Debunking the Hermeneutic of Obedience and the Deprioritization of the Old Testament

Evangelicalism suffers from the hermeneutic of obedience, and by implication the deprioritization of the content of the Old Testament. The New Testament fundamentally depends on the Old Testament, and to marginalize its importance is harmful and dangerous.

A hermeneutic is a lens that you use to support interpretation. If you’re aware of the lens, then you can adopt a given lens to do some interpretation. When you’re done you probably adopt another lens to do a different kind of interpretation. In biblical studies, examples include the tried-and-true standard historical-grammatical academic hermeneutic that aims to discover an author’s original meaning. An alternative might be the African-American hermeneutic that Esau McCaulley adopts in his book Reading While Black.

Evangelicals seem to suffer from what I’ll call the hermeneutic of obedience where they read the bible looking for commands to obey. I won’t say this is an invalid hermeneutic, but when it’s a preacher’s primary lens for how they read their bible, it’s harmful and downright dangerous. In my experience, every sermon, no matter which passages are used, becomes a lesson of “You’re not good enough.” This lens also robs a person of the opportunity to have a good conscience towards God. Instead, their behavior is an exercise of trying to obey in order to relieve the guilt.

If it’s not obvious, there are a number of strong qualitative reasons to choose a different hermeneutic as your primary lens on the bible. We’re not going to look at the qualitative reasons in this post. Instead we’re going to take a quantitative, data-driven, look at the hermeneutic of obedience, first, because it should be obvious just how bad it is after doing so, and second because the graphs just look cool.

When I hear preachers camp on obedience, the other thing I tend to hear is that the Old Testament isn’t that important. That shouldn’t surprise us because, as we’ll see, the Old Testament isn’t full of commands to obey. The fact that the bible of the early church, the bible of Acts 2, was the Jewish scripture (yes, that body of work we call the Old Testament) is completely lost on them. It shows just how little these people understand their bible. In my sphere of information, this hermeneutic seems endemic in evangelicalism, but I get a sense the tides are shifting given the tremendous access of good bible teaching at our fingertips. Hopefully it’s a short matter of time before we can bury this one.

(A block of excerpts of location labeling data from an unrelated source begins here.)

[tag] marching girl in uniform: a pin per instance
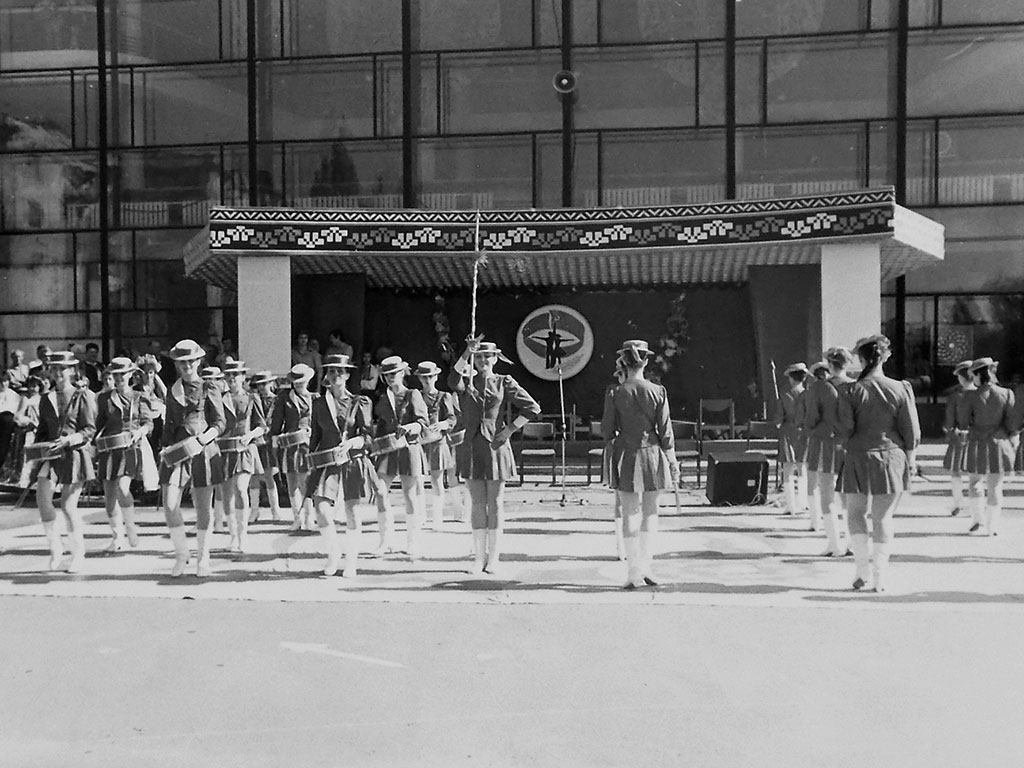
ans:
(262, 382)
(124, 420)
(67, 417)
(878, 423)
(441, 417)
(823, 451)
(638, 429)
(245, 423)
(400, 412)
(341, 419)
(290, 425)
(195, 414)
(484, 458)
(954, 425)
(990, 453)
(790, 420)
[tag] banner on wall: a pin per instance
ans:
(552, 335)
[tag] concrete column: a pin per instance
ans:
(265, 312)
(851, 293)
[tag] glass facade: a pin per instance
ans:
(449, 103)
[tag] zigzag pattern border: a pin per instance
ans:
(829, 201)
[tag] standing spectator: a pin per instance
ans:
(18, 370)
(336, 344)
(9, 403)
(92, 367)
(307, 356)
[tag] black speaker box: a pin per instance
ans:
(737, 478)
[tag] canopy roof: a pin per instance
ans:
(597, 248)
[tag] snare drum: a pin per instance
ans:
(181, 451)
(297, 437)
(231, 444)
(112, 441)
(330, 458)
(387, 444)
(41, 452)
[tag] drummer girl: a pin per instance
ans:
(441, 417)
(341, 420)
(990, 428)
(400, 413)
(194, 419)
(792, 451)
(290, 427)
(954, 426)
(638, 429)
(245, 423)
(68, 418)
(262, 382)
(484, 457)
(124, 419)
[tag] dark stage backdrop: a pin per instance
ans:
(719, 360)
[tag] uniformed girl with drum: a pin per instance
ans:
(193, 422)
(878, 424)
(991, 429)
(290, 430)
(401, 416)
(262, 382)
(954, 425)
(792, 448)
(637, 427)
(245, 423)
(341, 467)
(483, 458)
(124, 420)
(67, 424)
(441, 416)
(823, 451)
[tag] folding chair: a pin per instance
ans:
(717, 417)
(687, 444)
(539, 431)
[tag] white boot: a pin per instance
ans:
(634, 578)
(351, 554)
(880, 565)
(180, 542)
(479, 550)
(494, 565)
(992, 514)
(55, 544)
(861, 559)
(203, 553)
(330, 536)
(620, 542)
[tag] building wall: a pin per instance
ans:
(325, 121)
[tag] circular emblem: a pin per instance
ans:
(553, 338)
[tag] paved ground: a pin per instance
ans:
(753, 652)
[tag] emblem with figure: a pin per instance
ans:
(553, 338)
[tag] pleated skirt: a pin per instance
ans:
(74, 465)
(294, 459)
(873, 472)
(792, 445)
(955, 457)
(242, 462)
(354, 480)
(994, 456)
(637, 470)
(410, 462)
(475, 460)
(438, 456)
(823, 455)
(201, 471)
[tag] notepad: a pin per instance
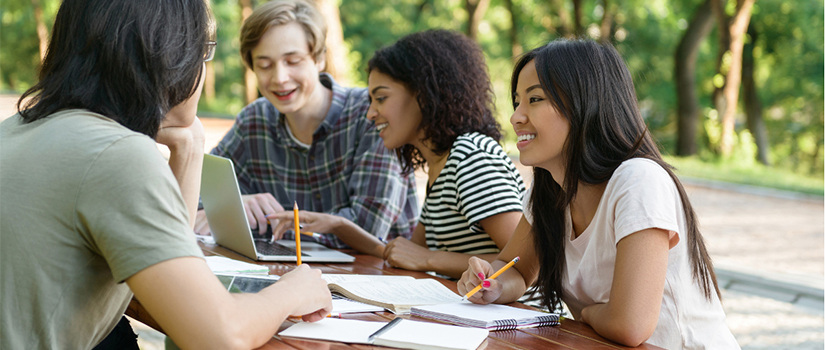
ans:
(395, 293)
(491, 316)
(407, 334)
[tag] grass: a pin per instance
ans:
(753, 175)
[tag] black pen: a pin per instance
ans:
(385, 328)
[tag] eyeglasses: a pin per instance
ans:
(210, 51)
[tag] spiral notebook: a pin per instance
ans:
(492, 316)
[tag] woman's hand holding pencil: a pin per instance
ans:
(473, 280)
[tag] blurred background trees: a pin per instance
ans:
(730, 81)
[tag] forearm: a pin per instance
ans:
(452, 264)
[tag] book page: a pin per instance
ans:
(401, 292)
(425, 335)
(486, 313)
(337, 278)
(334, 329)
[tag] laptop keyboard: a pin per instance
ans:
(266, 248)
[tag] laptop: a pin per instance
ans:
(224, 209)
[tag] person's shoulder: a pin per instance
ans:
(474, 142)
(639, 168)
(643, 172)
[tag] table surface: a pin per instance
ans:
(569, 335)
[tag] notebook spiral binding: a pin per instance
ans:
(505, 325)
(549, 320)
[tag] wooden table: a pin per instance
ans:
(569, 335)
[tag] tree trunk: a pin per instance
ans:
(515, 45)
(336, 55)
(685, 76)
(732, 39)
(209, 82)
(606, 27)
(753, 106)
(42, 31)
(475, 11)
(577, 18)
(565, 27)
(249, 78)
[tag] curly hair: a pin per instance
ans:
(447, 72)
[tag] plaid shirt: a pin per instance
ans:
(346, 171)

I use Logos as my bible study tool. It’s not inexpensive. If you’re just a bible reader, don’t get it. But if you want to invest time and money to learn how to study your bible, then perhaps give it a spin. If you do want to try it, contact me as I get access to discounts from time to time.

If you take a look at the video, I walk through the Bible Books Explorer in Logos. The tremendous value of Logos is the work they do to tag EVERYTHING to so many different taxonomies. You can slice and dice biblical data in ways unimaginable a couple decades ago. The Bible Books Explorer adopts the taxonomy work of Robert Longacre to categorize the biblical text into

  • Narrative – story telling
  • Procedure – think Levitical laws
  • Behavior – commands to obey
  • Exposition – what things are like

At a glance in the video it’s obvious that those who subscribe to the hermeneutic of obedience have to deprioritize the Old Testament because there just aren’t a lot of commands to obey. What’s missed is that even the New Testament contains significantly little command language relative to the entire body of New Testament content. To adopt this approach essentially means ignoring more than half of the New Testament.

Sometimes Acts 2:42 is used to support deprioritizing the Old Testament because the disciples “devoted themselves to the apostles’ teaching . . .,” and you find the apostles’ teaching in the New Testament. The problem is that most of the apostles didn’t contribute to the New Testament, and all of the apostles taught from the Old Testament (sort of, but we’ll just say that to simplify things).

In the video you’ll see how literally dependent on the Old Testament that the early church is.1 For us today, without a deep understanding of the Old Testament you’re going to get your interpretation of the New Testament wrong. Or at best be woefully incomplete. You just are. And frankly, if you find yourself in a community where obedience is valued and the Old Testament is deprioritized, you wouldn’t be faulted for taking whatever is taught with a grain of salt.

  1. Without getting into the detail here, the early church is a sect of Judaism. There isn’t a conversion per se to Christianity. So it’s not so much that the early church was dependent on the OT as much as the OT is their scripture. To be blunt, even after ALL the New Testament is written, the Old Testament is still the church’s scripture. It doesn’t stop being the foundation of all they know and believe just because Paul and others explained the implications of Jesus in documents that were shared among the believers.